Jesus was driving on Willis Avenue Sunday night, when he was cut off by another car. At the stoplight on Roscoe Blvd., he exited his vehicle and approached the offending driver, intending to confront him. In response, five shots were fired through the window, and the car sped away. Jesus died in the street. His family watched the craziness unfold from inside their car.
A father of two, reduced to a sidewalk shrine of novena candles in 30 seconds.
No words were exchanged.
Rage, rooted in the French Latin: rabies.
We speak of rage as something we fall into, or are thrown into, like a pit. Perhaps it is somewhat different. Perhaps it is the moment the Holy Spirit leaves our body. A wrinkle not only in time but an interruption in the flow of consciousness. On any given day we might be triggered in some way, expend our rage in a Reichian moment, then come back to ourselves. But on this day Jesus Alejandro Benitez Jaimez encountered someone more rage-filled and intemperate than himself, putting his soul at hazard. He threw caution into the void and from the void the Devil extracted his due.
There are those who disagree with a spiritual interpretation. Rage is purely chemical, they feel. A chain reaction out of the hypothalamus. As random as weather.

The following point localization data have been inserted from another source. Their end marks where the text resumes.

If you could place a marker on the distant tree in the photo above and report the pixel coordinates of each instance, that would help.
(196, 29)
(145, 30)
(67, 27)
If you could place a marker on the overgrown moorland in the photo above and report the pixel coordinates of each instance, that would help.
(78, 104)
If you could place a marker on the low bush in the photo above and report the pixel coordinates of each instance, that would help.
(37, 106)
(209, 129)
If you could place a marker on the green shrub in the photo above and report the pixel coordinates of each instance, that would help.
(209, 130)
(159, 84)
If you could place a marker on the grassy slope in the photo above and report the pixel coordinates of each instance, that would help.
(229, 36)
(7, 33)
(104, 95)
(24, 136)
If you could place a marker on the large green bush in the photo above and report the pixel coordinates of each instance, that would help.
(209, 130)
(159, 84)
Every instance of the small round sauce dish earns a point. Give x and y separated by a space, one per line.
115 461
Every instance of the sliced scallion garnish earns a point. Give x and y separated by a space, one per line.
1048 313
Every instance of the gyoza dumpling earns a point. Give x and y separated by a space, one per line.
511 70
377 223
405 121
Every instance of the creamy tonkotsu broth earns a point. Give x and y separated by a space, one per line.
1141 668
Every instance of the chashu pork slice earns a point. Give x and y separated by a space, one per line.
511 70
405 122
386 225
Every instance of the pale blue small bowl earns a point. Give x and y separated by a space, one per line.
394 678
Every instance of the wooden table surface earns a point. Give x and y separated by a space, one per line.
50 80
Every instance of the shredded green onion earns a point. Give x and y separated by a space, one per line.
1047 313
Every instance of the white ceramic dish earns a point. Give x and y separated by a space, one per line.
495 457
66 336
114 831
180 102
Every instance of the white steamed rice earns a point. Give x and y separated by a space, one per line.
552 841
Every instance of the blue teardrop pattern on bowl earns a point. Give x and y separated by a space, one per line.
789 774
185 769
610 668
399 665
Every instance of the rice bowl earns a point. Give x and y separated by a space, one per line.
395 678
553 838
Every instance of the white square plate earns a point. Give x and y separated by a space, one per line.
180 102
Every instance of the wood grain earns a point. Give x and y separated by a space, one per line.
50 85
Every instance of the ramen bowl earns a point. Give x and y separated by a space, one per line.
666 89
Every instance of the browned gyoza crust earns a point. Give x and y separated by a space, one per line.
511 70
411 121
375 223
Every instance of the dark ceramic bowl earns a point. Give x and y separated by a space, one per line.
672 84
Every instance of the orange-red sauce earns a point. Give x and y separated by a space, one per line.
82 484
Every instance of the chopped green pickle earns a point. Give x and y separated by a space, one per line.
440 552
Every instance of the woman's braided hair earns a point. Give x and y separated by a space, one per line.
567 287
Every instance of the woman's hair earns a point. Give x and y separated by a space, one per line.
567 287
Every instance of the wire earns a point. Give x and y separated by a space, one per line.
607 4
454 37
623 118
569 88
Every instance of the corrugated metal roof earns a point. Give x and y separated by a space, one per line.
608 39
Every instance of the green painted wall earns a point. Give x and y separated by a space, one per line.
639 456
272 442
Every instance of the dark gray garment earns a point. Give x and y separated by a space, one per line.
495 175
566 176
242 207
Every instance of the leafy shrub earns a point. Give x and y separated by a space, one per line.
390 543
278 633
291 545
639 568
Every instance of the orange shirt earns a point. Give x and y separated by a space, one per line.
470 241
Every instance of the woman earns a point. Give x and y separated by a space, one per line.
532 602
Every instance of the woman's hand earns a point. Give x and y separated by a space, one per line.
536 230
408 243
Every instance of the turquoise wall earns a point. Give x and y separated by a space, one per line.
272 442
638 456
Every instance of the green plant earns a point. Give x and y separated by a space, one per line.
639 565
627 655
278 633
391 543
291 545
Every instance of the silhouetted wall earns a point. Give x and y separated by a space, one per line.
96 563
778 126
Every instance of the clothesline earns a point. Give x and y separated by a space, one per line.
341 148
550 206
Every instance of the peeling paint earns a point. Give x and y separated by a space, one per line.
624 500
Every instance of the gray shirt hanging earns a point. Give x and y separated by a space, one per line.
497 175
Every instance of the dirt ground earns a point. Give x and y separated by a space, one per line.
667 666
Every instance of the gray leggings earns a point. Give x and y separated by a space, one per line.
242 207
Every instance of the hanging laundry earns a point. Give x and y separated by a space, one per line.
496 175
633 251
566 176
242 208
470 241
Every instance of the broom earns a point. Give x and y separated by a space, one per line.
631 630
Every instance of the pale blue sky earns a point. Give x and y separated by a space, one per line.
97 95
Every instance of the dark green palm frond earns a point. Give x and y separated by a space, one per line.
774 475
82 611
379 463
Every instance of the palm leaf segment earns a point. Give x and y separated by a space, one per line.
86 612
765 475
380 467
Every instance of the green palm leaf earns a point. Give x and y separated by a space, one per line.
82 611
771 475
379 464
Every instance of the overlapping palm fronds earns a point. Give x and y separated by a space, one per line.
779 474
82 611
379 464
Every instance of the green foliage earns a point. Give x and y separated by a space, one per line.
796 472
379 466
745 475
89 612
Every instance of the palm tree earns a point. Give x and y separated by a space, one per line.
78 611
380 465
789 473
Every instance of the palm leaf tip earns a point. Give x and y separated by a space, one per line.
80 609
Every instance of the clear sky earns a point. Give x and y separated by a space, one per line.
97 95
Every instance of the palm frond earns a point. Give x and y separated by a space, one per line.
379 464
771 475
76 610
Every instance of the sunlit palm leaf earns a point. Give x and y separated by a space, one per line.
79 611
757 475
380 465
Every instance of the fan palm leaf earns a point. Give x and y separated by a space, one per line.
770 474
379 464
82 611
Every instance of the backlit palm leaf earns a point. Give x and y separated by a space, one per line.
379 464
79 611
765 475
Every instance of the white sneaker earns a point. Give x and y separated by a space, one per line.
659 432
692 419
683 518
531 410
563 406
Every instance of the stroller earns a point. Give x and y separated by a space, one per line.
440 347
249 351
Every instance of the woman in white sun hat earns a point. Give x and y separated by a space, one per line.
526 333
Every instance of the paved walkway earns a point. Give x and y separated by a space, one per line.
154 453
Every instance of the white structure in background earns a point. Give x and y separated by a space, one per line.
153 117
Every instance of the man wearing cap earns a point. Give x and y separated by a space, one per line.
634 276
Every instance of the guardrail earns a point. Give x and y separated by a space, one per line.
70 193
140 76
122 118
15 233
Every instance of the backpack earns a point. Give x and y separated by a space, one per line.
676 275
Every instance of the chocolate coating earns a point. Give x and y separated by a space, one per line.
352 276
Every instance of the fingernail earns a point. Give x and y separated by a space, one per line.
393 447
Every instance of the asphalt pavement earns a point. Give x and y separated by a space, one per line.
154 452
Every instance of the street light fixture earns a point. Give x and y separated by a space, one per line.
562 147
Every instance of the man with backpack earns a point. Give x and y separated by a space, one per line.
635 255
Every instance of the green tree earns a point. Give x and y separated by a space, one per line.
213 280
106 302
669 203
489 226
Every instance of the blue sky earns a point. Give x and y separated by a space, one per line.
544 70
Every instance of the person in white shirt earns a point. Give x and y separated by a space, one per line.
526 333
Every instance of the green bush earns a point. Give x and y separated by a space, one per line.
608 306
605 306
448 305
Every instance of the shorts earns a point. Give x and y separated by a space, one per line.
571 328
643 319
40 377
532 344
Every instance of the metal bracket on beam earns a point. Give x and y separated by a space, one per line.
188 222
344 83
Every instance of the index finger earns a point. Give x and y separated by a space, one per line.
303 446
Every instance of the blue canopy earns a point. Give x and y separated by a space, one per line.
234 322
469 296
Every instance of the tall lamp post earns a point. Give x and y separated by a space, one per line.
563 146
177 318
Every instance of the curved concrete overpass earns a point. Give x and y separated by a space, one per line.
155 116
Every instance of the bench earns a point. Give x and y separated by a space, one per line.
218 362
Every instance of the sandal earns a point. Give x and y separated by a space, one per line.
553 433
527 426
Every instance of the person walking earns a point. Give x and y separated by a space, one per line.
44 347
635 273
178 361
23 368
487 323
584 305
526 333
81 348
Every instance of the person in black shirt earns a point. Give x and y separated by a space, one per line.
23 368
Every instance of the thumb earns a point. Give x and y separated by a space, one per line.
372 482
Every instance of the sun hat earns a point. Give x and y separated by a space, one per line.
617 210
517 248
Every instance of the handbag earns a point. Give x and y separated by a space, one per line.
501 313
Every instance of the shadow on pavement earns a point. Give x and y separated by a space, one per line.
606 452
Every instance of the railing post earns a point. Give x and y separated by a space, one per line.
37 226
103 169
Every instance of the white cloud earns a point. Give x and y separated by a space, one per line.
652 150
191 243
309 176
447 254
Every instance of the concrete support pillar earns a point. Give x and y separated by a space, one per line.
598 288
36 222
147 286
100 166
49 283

Imagine a blue fin tuna swimming off the coast of Japan, ending up on a sushi plate. Why that particular fish, out of all the fish in the world? How did it wind up in that particular net, hoisted into a certain boat, sold at auction X, to distributor Y, and put on a pallet to Long Beach, and not to Singapore? Was it destined for my belly, and no other?
We may feel, and indeed be, very small on a planetary scale. But we retain moral agency over the forces of light and darkness within us. When a garden variety traffic annoyance triggers a fight-or-flight response, something else is going on. I submit the Spirit has been abandoned.